Tag Archives: teen programming

Links Round-Up: On Work Experience, Teen Involvement, and a PRIZE DRAW

9 Feb

When YA Library UK reaches 100 email followers to this site (and, hopefully, 400 Twitter followers!) there will be a prize draw for followers in the UK! So far my ideas are as follow: 1) YALSA’s Cool Teen Programs for Under $100 (plenty of stuff in here that still applies in translation) or 2) a bundle of new YA releases! Or, 3) I could pick several winners for several new YA releases. There’s also 4) Something else (activity packs? Promotional materials?). What do you think? What would you most like to win? Comment, tweet, et cetera. (There are currently 98 email followers, so it’s very close!)

Now back to your regularly scheduled links round-up:

New research suggests work experience reduces the drop-out rate, leads to greater employability of young people.

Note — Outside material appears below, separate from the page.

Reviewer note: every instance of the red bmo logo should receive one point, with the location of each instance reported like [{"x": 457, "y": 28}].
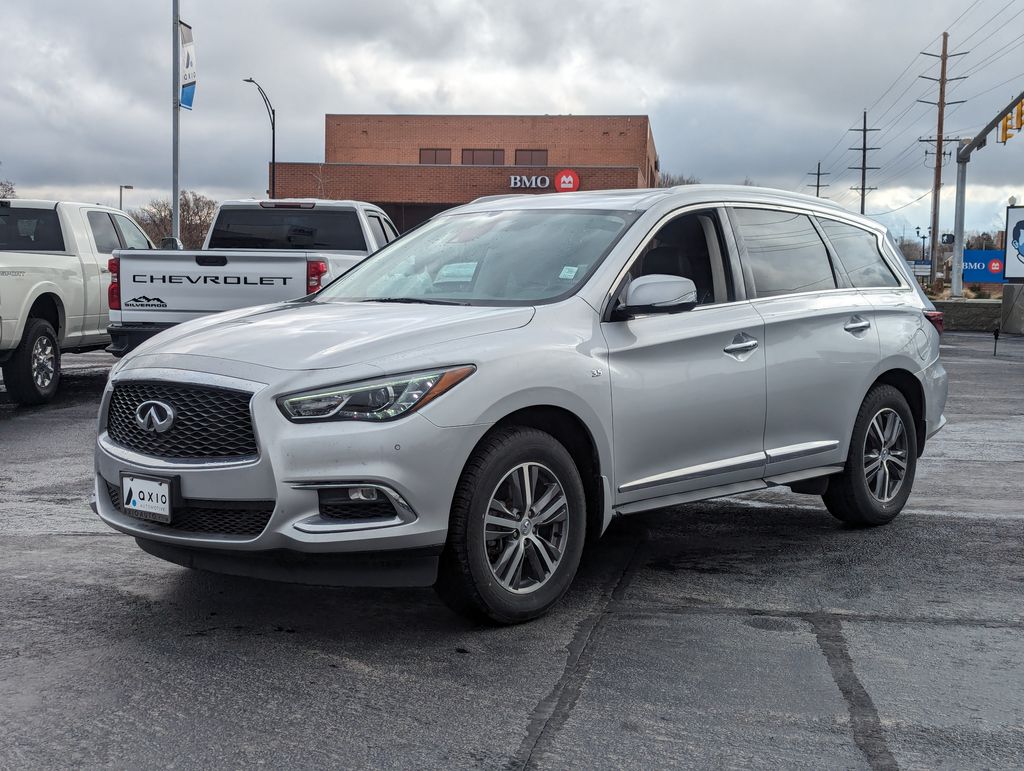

How to put ‘the “Teen” in Your Teen Space’, a post about getting teens involved and excited about your library’s activities.

In response to The Hunger Games‘ pending release, Springfield-Greene County Library has created Hunger Games website, and a roster of a week’s worth of library activities for teens.

Pinterest is the “rising star of social media”. It’s easy to use, highly visual (like Tumblr!) and worth getting your library involved with while it’s hot.

A new book website called Small Demons finds and lists all the things mentioned in your favourite books: places, people, other books, movies, music, et cetera. The site is still in its nascent stages and doesn’t have many books added yet, but in time it could serve as a great help in planning programmes and displays (for example, I can imagine around a popular book of “books and/or music and/or films enjoyed by the characters”).

This is from 2011 but it’s new to me (and thus maybe to you): Sherman Alexie on why the greatest books for young people are “written in blood”. Alexie writes, “I have yet to receive a letter from a child somehow debilitated by the domestic violence, drug abuse, racism, poverty, sexuality, and murder contained in my book. To the contrary, kids as young as ten have sent me autobiographical letters written in crayon, complete with drawings inspired by my book, that are just as dark, terrifying, and redemptive as anything I’ve ever read.”